Genozip telemetry service
(compression logs)
What is Telemetry?
If the Genozip Telemetry Service is enabled, then when a file is compressed with genozip, a tiny record containing aggregate statistics regarding the performance of our compression methods and associated metadata is uploaded and logged on the Genozip server.
Our log record is tiny, and contains only the aggregate compression method statistics and metadata as specified below.
We use these logs primarily to catch problems with the quality of the compression, as well as to identify specific combinations of sequencing technologies, base callers, aligners, variant callers, and study types in which Genozip is not doing as well as it should.
We also use these logs to provide technical support to you in case of technical issues.
How to enable or disable Telemetry?
if you have a paid license, you will be asked to choose during license activation whether or not you permit telemetry. If you do choose to do so, it will greatly help us improve Genozip for your specific use case. You can always switch telemetry on or off by re-activating using genozip --activate.
If telemetry is disabled, you can still send telemetry for a single compression by using genozip --telemetry.

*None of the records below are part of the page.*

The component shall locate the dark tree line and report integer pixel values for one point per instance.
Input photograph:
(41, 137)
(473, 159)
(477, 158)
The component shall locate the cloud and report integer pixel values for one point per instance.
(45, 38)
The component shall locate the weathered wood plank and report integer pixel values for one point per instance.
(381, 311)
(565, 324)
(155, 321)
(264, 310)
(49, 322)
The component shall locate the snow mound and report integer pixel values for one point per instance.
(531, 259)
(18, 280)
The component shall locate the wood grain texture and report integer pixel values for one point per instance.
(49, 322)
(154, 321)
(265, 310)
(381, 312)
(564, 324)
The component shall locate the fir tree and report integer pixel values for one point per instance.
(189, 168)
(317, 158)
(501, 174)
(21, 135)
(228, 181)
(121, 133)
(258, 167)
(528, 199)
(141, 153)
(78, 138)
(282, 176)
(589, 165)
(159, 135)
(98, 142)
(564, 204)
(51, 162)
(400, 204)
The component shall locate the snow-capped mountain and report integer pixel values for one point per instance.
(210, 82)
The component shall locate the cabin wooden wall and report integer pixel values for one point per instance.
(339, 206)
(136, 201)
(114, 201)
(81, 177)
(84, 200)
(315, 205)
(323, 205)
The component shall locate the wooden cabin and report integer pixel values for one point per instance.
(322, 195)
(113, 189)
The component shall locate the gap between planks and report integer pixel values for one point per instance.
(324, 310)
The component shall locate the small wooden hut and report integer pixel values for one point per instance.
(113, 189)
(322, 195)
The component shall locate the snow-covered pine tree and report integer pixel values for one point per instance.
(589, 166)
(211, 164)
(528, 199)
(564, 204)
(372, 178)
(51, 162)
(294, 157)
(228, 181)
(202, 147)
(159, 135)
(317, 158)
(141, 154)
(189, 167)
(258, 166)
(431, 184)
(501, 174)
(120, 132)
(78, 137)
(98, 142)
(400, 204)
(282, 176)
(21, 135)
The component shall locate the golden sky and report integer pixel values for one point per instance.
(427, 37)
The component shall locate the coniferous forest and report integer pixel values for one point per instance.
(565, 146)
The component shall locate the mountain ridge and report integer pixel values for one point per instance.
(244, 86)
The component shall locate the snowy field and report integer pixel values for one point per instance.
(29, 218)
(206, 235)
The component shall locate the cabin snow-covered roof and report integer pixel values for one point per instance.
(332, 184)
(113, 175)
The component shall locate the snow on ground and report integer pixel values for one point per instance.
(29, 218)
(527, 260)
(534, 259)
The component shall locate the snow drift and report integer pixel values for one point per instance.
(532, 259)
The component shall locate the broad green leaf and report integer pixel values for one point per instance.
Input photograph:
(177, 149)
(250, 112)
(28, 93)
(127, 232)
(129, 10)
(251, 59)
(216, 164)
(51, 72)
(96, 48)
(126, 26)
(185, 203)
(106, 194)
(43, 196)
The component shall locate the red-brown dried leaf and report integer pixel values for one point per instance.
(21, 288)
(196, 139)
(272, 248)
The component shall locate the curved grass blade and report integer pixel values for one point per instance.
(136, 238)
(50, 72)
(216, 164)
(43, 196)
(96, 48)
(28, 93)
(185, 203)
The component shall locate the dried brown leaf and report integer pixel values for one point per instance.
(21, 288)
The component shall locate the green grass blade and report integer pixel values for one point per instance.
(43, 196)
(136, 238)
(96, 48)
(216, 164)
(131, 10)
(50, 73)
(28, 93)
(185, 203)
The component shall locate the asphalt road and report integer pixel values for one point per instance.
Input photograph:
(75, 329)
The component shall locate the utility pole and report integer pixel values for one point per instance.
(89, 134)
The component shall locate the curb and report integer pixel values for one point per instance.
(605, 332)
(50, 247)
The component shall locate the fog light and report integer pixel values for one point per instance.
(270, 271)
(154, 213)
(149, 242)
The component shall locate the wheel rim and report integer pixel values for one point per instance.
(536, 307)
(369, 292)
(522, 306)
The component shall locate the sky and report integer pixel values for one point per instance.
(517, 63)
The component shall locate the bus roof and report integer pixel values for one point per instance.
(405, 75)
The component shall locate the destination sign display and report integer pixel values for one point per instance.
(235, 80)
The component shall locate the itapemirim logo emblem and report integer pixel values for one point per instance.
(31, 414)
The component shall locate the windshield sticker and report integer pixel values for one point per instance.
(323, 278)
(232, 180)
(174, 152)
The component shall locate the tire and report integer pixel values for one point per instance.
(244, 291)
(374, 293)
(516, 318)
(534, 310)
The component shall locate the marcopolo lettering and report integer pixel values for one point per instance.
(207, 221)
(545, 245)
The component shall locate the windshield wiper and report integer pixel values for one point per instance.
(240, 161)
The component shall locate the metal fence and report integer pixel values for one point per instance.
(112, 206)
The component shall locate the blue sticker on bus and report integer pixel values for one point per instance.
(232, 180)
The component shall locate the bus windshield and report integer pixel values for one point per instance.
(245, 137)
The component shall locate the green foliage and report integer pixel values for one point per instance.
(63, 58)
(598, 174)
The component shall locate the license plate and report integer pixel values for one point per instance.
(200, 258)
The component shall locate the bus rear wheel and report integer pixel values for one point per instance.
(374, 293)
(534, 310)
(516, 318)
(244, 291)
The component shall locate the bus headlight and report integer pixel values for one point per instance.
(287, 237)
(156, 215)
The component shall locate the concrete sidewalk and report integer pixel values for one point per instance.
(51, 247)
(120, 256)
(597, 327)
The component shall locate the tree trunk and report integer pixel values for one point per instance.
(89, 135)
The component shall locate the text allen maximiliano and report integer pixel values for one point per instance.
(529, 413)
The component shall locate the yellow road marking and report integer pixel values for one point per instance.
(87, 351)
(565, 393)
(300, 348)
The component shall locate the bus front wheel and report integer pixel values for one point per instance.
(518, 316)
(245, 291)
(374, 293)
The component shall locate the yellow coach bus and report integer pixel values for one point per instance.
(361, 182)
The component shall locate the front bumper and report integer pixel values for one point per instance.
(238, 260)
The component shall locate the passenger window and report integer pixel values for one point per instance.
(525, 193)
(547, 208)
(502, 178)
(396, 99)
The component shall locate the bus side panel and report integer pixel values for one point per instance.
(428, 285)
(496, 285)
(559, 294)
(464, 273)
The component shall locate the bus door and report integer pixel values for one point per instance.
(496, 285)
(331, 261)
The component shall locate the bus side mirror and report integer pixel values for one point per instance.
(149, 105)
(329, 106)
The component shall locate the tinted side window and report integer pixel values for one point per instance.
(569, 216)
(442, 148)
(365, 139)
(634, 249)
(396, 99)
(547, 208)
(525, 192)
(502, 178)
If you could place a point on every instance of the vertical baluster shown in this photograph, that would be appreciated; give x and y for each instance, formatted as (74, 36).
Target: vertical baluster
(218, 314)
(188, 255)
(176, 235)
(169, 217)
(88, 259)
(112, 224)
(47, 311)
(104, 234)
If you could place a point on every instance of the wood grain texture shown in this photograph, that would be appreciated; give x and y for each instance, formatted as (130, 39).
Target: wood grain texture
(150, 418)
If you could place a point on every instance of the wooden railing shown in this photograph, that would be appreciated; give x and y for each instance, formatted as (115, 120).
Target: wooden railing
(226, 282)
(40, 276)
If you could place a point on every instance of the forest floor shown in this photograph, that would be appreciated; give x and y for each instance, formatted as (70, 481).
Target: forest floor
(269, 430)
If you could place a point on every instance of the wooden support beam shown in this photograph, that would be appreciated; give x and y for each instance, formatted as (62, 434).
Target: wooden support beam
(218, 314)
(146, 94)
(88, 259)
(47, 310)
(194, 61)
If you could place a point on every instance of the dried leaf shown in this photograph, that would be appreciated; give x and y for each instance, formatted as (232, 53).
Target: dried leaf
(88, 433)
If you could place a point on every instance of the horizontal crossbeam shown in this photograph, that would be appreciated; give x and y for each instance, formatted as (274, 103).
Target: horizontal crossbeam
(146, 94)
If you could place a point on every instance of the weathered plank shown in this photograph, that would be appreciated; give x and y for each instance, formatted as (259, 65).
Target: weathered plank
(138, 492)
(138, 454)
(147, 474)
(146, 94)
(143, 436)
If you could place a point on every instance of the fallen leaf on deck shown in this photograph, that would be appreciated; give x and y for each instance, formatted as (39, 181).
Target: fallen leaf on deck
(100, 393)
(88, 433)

If you are using a Student or Evaluation license, telemetry is always enabled.
Data collected
The structure of a telemetry record is illustrated by the table below (one record per file compressed). This structure may continue to evolve over time as Genozip develops.
The precise record sent to Genozip can be seen by using the genozip --telemetry=FILE. This causes the telemetry record to be dumped to telemetry.json in the current directory.
Data retention policy
Telemetry logs may be retained indefinitely, or may be deleted if no longer needed, if required to do so by law or regulations, or if requested to do so by the user. To request deletion or to receive a copy of the records submitted under your license, please email support@genozip.com.
Troubleshooting
If you received the following error when trying to compress:
LICENSE ERROR: Failed to upload a telemetry record to the Genozip server
It is because you are using Genozip Student which requires telemetry, but sending the log record failed, probably because you do not have Internet connectivity or telemetry is blocked by your organization's firewall. If this issue persists, you might want to consider switching to Genozip Research which does not mandate telemetry.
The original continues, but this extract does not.